"Kita enggak tahu kalau kita mengalami gejala itu, begitupun dengan orang terdekat juga enggak tahu," katanya.
Lebih lanjut, ia memaparkan, karena minimnya literasi banyak yang menyalahartikan masalah kesehatan mental sebagai gangguan jiwa.
"Masalah kesehatan mental bukan gangguan jiwa, cuma kalau yang sudah depresi sekali itu kemungkinan sudah gangguan jiwa," ujarnya.
Selain itu, Rohika menyebutkan alasan lainnya mengapa kesehatan mental masih sering diabaikan.
Adanya kesenjangan ekonomi menimbulkan beberapa pandangan bahwa, ibu yang mengalami masalah kesehatan mental berasal dari keluarga menengah kebawah.
"Tidak hanya dari sisi kesehatan, tapi ada juga hal-hal lainnya yang mempengaruhi hal ini, misalnya penghasilan yang buruk," kata Rohika.

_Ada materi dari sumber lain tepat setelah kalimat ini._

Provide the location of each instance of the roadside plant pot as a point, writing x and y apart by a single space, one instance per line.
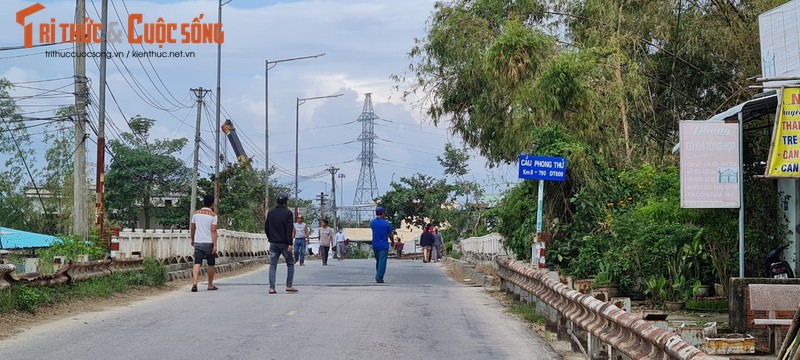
720 290
674 305
703 291
605 292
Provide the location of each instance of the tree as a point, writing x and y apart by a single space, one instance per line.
464 219
16 210
417 200
142 173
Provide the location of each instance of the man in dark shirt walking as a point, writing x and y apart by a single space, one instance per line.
278 228
381 233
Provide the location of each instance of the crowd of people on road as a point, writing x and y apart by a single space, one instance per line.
288 236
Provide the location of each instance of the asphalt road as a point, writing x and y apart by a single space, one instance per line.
339 313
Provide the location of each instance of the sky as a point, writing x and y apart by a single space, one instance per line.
364 42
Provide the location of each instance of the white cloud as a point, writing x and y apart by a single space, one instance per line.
365 42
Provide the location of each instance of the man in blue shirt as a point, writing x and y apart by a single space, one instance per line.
381 233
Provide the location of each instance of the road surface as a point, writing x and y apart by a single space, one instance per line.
339 313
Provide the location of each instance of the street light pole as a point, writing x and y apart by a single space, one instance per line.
341 189
267 66
301 101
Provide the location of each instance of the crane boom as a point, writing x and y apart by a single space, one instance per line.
230 132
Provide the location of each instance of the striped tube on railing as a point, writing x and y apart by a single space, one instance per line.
5 275
625 332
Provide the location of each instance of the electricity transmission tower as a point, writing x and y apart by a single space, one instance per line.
367 188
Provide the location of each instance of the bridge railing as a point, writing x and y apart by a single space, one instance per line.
176 247
485 247
625 332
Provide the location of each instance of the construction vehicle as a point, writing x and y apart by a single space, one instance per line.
233 139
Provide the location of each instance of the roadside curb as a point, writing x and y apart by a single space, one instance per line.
184 271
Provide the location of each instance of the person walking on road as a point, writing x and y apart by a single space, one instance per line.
204 240
438 242
341 249
279 230
325 241
300 235
398 245
381 234
426 241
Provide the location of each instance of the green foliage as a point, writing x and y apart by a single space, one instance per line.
527 312
31 299
154 274
355 252
416 200
143 173
706 305
69 246
656 289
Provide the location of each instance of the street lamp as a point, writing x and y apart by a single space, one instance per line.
267 66
341 189
301 101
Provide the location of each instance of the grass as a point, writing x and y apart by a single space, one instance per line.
714 305
29 299
355 252
527 312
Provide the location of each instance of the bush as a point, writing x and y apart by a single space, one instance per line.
355 252
30 299
69 247
154 274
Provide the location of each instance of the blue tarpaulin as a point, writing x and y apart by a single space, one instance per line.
18 239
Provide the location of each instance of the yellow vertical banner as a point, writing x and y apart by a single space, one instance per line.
784 152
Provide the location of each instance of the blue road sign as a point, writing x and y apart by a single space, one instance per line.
542 168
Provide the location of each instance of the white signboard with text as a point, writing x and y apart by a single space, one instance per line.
709 164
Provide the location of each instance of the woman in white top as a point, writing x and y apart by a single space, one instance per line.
300 235
341 249
325 241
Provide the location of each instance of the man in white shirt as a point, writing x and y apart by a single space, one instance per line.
204 240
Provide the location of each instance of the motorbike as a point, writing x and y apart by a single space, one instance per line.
776 267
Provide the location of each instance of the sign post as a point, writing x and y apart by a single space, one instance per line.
541 168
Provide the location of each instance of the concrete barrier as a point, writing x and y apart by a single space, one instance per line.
627 333
176 247
89 270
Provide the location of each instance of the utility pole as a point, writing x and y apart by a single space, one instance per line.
101 126
333 171
219 96
200 93
80 224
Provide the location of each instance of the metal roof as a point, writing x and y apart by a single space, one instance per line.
763 104
18 239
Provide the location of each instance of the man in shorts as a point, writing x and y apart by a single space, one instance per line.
204 240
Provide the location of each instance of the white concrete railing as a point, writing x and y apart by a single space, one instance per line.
177 246
487 246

Kemiskinan disebut-sebut menjadi akar penyebab terganggunya kesehatan mental seorang ibu.
Rohika menegaskan bahwa anggapan tersebut belum tentu benar demikian.

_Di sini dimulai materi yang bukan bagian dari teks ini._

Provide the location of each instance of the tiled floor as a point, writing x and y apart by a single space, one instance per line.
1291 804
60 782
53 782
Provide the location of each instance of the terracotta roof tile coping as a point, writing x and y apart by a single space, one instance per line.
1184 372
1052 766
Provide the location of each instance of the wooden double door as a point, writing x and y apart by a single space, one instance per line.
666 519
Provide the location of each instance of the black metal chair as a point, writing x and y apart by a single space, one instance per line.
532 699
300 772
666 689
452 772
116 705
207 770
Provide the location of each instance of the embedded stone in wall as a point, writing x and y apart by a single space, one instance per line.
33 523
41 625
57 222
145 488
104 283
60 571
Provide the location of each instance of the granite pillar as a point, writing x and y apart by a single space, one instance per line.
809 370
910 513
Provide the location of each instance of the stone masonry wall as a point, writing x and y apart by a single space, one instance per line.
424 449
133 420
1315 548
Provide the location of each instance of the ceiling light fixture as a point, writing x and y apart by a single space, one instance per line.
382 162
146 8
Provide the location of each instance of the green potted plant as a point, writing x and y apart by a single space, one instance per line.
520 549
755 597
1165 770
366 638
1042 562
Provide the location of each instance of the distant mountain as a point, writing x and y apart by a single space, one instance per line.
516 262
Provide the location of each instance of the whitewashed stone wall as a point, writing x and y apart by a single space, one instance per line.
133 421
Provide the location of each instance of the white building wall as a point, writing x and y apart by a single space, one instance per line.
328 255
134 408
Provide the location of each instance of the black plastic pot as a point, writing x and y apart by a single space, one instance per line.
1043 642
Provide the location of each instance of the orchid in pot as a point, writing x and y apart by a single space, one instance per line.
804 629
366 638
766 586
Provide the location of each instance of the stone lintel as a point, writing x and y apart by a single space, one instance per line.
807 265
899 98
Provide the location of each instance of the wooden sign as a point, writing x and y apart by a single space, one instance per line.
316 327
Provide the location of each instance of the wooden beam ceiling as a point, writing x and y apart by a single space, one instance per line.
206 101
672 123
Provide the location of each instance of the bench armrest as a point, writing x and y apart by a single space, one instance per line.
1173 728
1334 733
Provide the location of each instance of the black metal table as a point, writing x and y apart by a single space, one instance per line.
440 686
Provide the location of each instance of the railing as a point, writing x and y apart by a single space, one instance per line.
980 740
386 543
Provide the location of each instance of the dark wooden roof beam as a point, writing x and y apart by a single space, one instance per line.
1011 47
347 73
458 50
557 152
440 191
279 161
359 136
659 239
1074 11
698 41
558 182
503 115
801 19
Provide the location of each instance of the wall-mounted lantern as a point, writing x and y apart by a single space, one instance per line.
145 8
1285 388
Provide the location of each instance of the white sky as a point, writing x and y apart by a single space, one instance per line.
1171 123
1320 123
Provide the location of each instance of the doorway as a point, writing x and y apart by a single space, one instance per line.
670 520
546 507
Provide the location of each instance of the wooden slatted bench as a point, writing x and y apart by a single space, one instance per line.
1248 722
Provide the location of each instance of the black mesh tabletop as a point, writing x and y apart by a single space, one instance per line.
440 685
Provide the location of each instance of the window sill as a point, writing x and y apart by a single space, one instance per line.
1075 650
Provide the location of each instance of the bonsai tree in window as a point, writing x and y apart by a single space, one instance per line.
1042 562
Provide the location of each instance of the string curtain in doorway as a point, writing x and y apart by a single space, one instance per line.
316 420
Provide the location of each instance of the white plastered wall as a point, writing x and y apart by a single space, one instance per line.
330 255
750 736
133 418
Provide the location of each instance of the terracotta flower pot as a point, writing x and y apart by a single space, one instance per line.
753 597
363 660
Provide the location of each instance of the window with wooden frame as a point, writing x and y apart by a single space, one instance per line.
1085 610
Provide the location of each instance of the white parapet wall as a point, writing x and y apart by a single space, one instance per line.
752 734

"Orang yang rendah pendapatannya pasti kesehatan mentalnya memburuk, tapi ternyata tidak," katanya.
"Ada juga orang yang yang bagus ekonominya ternyata kesehatan mentalnya yang terganggu," sambungnya.
Pola asuh keluarga yang berpenghasilan tinggi dan keluarga yang berpenghasilan rendah
"Artinya, pengasuhan yang baik yang sehat Itu sebenarnya tidak hanya ada di orang kaya saja," katanya.
Rohika kemudian menyoroti fenomena yang terjadi di masyarakat dimana lulusan terbaik universitas ternama justru berasal dari keluarga berpenghasilan rendah.
"Misalnya, 5 terbaik cumlaude UGM itu, ternyata adalah anak dari tukang becak lo!," katanya.
"Artinya, konsep pengasuhannya bagus dan keluarganya pun punya kesehatan mental yang bagus," tutupnya.